Lo expuesto dibuja a la perfección el marco actual. Cuando una persona de orden, formada, piensa votar a una sigla cuyo segundo líder exhibe -presunta y únicamente- méritos voluptuosos, opera mediante tácticas infectas, socava talantes y actitudes democráticas al mismo tiempo que ofrece propuestas vacías de sustancia, algo serio le ocurre al país. Desde luego no eximo de culpa a esta ciudadanía insípida, despreocupada, inmóvil, pero en palabras del tópico “a más autoridad mayor responsabilidad”. PP y PSOE, PSOE y PP, son los máximos culpables del extremo a que hemos llegado tras cuarenta años de ilusionante perspectiva. He aquí la fuente de tanto infortunio. Décadas de anhelos insatisfechos terminan en tedio temerario. Así se alimentan los populismos triunfantes que suelen abrir puertas a conflictos mundiales. Tengamos escrúpulos, serenidad y firmeza.
Si la democracia -sus responsables políticos- se burla del individuo, este suele tirar por la calle de en medio. Aquel tópico y socorrido mensaje de que las libertades se ganan día a día constituye otra desnaturalización interesada del lenguaje. A un ciudadano, a una sociedad inerme (sin guía), solo le anima el efecto contrario como reacción natural, verisímil, liberadora. Mis hijos, jóvenes, utilizan una frase disyuntiva asaz licenciosa, casi inaudible. Los años no pasan en balde, te pulimentan. Por esto, digo: “o jugamos todos o rompemos la baraja”. No hay alternativa.
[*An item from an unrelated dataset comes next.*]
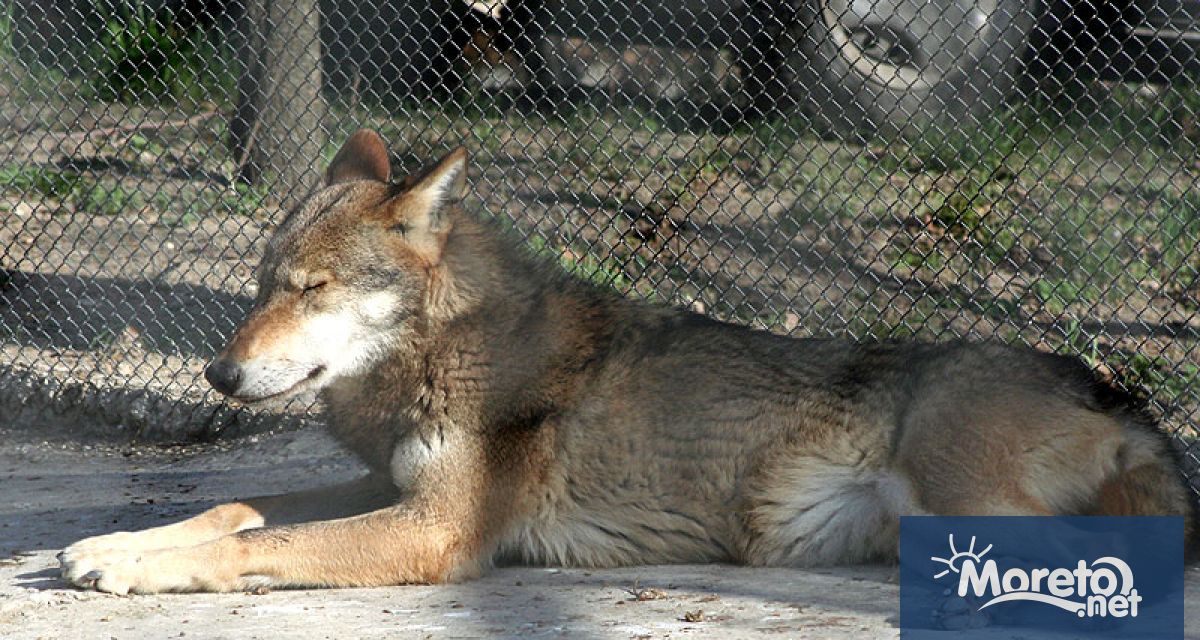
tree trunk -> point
(277, 130)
Reseñaba que nosotros, la infantería, tenemos pocos recursos -más bien ninguno- para contrarrestar extravíos y perversiones del poder. Alegar soberanía democrática constituye un ardid que pretende lavar manos demasiado sucias. Nuestros partidos carecen de medidas que desarrollen la equidad jurídica y el Estado de Bienestar. “La sentencia acredita que todos somos iguales ante la ley” deja al descubierto, por parte del señor Catalá, un trato inicuo al contribuyente. Aporto como prueba aclaratoria el testimonio personal. Detalla la ley que el delito contra la Hacienda Pública requiere “una acción consciente dirigida a la defraudación al erario público”. Tal acción puede revestir la forma de “cooperación necesaria”, “complicidad” e “inducción”. Cristina de Borbón fue declarada inocente de presunta defraudación por no poder constatar consciencia. A mi esposa, por una cantidad mil veces inferior, le fue atribuido intento consciente de defraudación fiscal. Se le abrió expediente sancionador, multa y -al recurrir administrativamente sin ninguna estimación- tampoco pudo acogerse a reducción. ¿Somos todos iguales ante la ley, don Rafael? Por estos engaños propagandísticos, por inacción, por corrupciones sin límite y, a lo que se ve, sin deseos de eliminarla, por ineptitud, PP y PSOE quedan huérfanos de crédito. Quede claro: el pueblo será permisivo, mas no idiota. Los límites se están rebasando.